Baltimore Superintendent Acknowledges Common Core is a Catastrophe

Kyle Olson

10/3/2013 12:01:00 AM - Kyle Olson

Robert Small is a prophet.

The Baltimore parent, who was arrested when he questioned his district and state school leaders in violation of meeting rules two weeks ago, tried to warn us that Common Core would be a disaster in Baltimore County.

Baltimore Superintendent Dallas Dance wouldn’t admit it at the time, but he obviously understood the same fact.

So maybe that’s why Small was arrested?

The Baltimore Sun reports that Dance sent a letter this week to teachers, acknowledging the “glitches” in the rollout of Common Core academic standards this fall, saying they would be worked out and that everyone will adjust.

In the letter, he also acknowledged that the development and implementation of the program has been rushed and out of sync.

“We are building the plane as we fly it,” he said, adding, “but let's be clear our passengers are safe.”

That’s the same analogy Chicago Teachers Union President Karen Lewis used for Common Core, and she’s not a big fan of the program.

No one would fly in a plane that isn’t fully constructed or tested before taking off, but that’s exactly what the Gates Foundation, the federal government, Jeb Bush and schools across the country are expecting our students and teachers do to.

Meanwhile, the Sun reports Baltimore County teachers received their Common Core-aligned curriculum just days before the new school year, they’ve had problems accessing necessary materials online and school officials “are still writing” some lessons.

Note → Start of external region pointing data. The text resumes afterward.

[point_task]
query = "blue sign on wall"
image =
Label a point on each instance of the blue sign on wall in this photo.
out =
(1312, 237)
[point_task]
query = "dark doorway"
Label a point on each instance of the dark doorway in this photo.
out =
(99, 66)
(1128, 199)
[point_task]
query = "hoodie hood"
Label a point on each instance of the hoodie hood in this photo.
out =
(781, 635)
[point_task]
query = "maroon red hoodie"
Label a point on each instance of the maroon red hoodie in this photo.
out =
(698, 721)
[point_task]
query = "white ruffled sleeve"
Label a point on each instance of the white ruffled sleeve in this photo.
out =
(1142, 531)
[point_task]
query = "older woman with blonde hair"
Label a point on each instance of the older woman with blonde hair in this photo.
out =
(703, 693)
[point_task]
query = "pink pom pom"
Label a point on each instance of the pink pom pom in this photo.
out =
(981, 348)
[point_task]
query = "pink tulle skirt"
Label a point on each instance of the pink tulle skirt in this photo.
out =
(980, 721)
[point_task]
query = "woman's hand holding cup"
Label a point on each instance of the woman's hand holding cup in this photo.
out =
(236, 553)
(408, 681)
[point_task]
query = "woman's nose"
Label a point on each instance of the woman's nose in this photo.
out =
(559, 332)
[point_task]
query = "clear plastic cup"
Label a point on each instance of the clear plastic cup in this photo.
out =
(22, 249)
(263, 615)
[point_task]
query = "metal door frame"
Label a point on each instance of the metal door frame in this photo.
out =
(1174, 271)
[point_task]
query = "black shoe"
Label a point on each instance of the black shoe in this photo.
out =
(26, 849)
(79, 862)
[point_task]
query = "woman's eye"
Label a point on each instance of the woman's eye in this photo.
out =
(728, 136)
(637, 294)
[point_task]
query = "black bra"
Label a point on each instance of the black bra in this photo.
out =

Parent Carmita Vogel said the school district’s “approach to this is shoddy at best.”

“I can feel the high levels of anxiety throughout our organization,” Dance says in the letter, according to Fox 45. “Please know that I understand what is occurring throughout education is indeed challenging...I wanted to make sure that I work with teachers in bringing down that anxiety level around all the initiatives that are in fact taking place.”

Buckle up. If the plane even makes it off the ground, it promises to be a bumpy ride. And rest assured the school employees will put their oxygen masks on first before assisting others.